Perdre un membre originel dans une entité artistique n’est jamais un instant simple à vivre, ni à gérer, qui plus est, lorsqu’il s’agit d’un électron moteur et principal artisan de la réussite et du glorieux passé de la-dite entité. On se souvient sans mal du fracas qui avait suivi l’éviction de
Tarja Turinen de
Nightwish, ou encore le choc du départ d’André Matos et ses compères du dieu
Angra. Ces artistes avaient grandi ensemble mais n’avaient pas réussi à garder une cohésion suffisante pour subvenir aux besoins non plus individuels des hommes et des femmes mais bien de la création dont ils étaient les auteurs.
Parfois par hypocrisie, autrement par des divergences musicales ou des tensions psychologiques devenant insurmontables, les changements de line-up considérés comme « insurmontables » ont montré à l’histoire que la volonté, l’envie et le dénouement de musiciens à la cause de leur art valaient parfois l’égo surdimensionné de quelconques « divas » se plaisant à se trouver sous le feu des projecteurs. Néanmoins, lorsque se fit l’annonce du départ de Mike Portnoy de feu
Dream Theater, à savoir le plus important groupe de metal progressif de la planète, les interrogations sont autrement plus nombreuses. Batteur, compositeur et accessoirement producteur sur dix albums, technicien ahurissant et respecté par la planète entière, Portnoy portait à lui seul l’âme d’un groupe dont le patronyme était un choix personnel, et dont les textes étaient majoritairement liés à sa propre vie et à ses expériences parfois dramatiques (décès, alcoolisme…).
Les raisons étant toujours aussi obscures et probablement plus complexes que ce qui nous fut déclaré (des problèmes d’emploi du temps contradictoires…insuffisant pour quitter et être viré de son propre bébé), et, suite à un épisode digne des heures les moins glorieuses de la télé-réalité pour mener des castings en vue de trouver le successeur du batteur, c’est un autre Mike qui fut engagé, Mangini, celui-ci, pour seconder le groupe.
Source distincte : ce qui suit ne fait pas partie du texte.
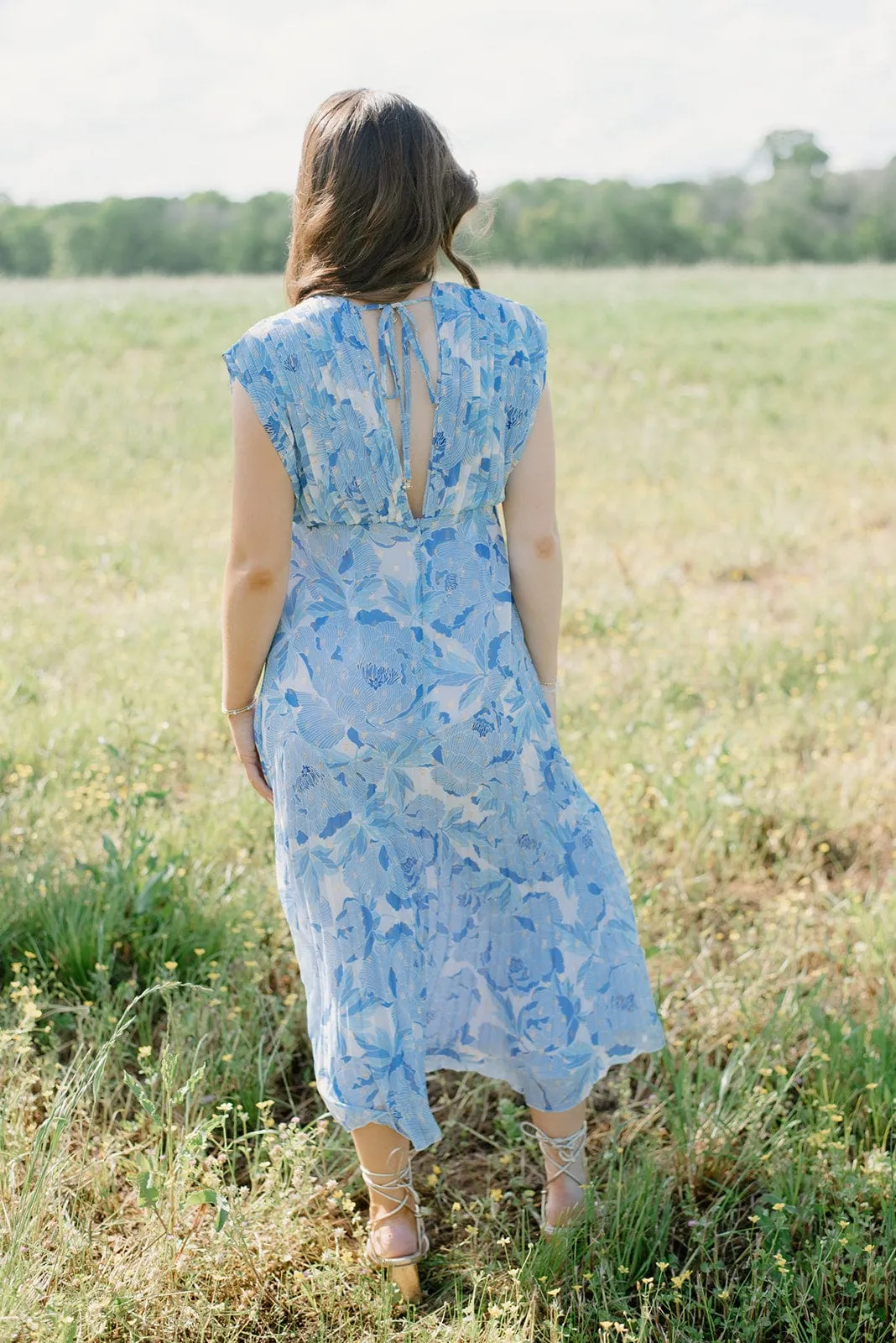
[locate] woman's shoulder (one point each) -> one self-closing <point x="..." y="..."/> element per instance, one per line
<point x="519" y="321"/>
<point x="313" y="317"/>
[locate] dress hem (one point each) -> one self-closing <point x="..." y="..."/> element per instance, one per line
<point x="420" y="1142"/>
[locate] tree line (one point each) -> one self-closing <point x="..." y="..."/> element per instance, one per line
<point x="800" y="210"/>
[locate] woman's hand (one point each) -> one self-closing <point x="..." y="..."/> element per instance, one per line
<point x="243" y="735"/>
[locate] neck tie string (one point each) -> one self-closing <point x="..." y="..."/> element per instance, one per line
<point x="389" y="359"/>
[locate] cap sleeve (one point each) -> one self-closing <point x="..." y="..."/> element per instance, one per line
<point x="528" y="373"/>
<point x="253" y="363"/>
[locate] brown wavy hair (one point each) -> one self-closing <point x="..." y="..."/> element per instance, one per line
<point x="378" y="196"/>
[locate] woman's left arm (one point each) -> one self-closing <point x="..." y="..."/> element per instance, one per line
<point x="255" y="575"/>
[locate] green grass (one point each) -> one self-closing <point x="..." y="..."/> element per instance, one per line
<point x="727" y="497"/>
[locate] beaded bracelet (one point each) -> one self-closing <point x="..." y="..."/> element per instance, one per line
<point x="232" y="712"/>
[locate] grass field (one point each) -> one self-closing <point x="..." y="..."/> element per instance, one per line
<point x="727" y="483"/>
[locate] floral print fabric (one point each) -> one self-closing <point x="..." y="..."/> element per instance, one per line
<point x="452" y="892"/>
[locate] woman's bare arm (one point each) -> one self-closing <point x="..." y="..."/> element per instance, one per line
<point x="257" y="571"/>
<point x="534" y="546"/>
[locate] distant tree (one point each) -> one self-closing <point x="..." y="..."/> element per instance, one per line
<point x="258" y="241"/>
<point x="793" y="149"/>
<point x="24" y="242"/>
<point x="801" y="212"/>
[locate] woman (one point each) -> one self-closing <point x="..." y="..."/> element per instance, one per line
<point x="452" y="892"/>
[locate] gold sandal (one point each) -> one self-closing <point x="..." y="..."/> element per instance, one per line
<point x="403" y="1269"/>
<point x="569" y="1152"/>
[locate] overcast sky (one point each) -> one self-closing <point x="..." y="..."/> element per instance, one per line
<point x="165" y="97"/>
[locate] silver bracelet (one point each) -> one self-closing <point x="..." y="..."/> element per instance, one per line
<point x="231" y="712"/>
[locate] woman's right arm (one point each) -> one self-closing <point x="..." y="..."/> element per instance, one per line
<point x="534" y="546"/>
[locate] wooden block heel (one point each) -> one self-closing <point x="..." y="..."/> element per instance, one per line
<point x="403" y="1269"/>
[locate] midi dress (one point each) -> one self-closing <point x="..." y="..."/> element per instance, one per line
<point x="454" y="895"/>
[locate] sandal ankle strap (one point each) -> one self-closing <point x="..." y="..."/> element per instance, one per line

L’annonce en grandes pompes du renouveau de
Dream Theater ne tarda pas, malgré des shows moyens, marqués par un Mangini jouant à la « c’est moi qui ait la plus grosse » quelque peu puéril et peu engageant pour la suite. Le titre de ce onzième opus tomba comme un couperet et avec un timbre si pathétique de facilité que l’on ne pouvait que craindre le pire (« la dramatique tournure des événements »).
Mais faisons fi de toutes ces spéculations et écoutons nos oreilles et notre cœur lorsque résonnent ces neuf nouvelles compositions.
Parler de déception serait presque un pléonasme tant l’attente ne semblait pas insoutenable au vu des dispensables teasers qui affluèrent sur le net bien avant la sortie officielle du disque. Affublés du costume de bourreau dans la presse par
Jordan Rudess et Petrucci, ces derniers déclarèrent avoir, pour la première fois, travaillé en équipe pour un résultat personnel et intime.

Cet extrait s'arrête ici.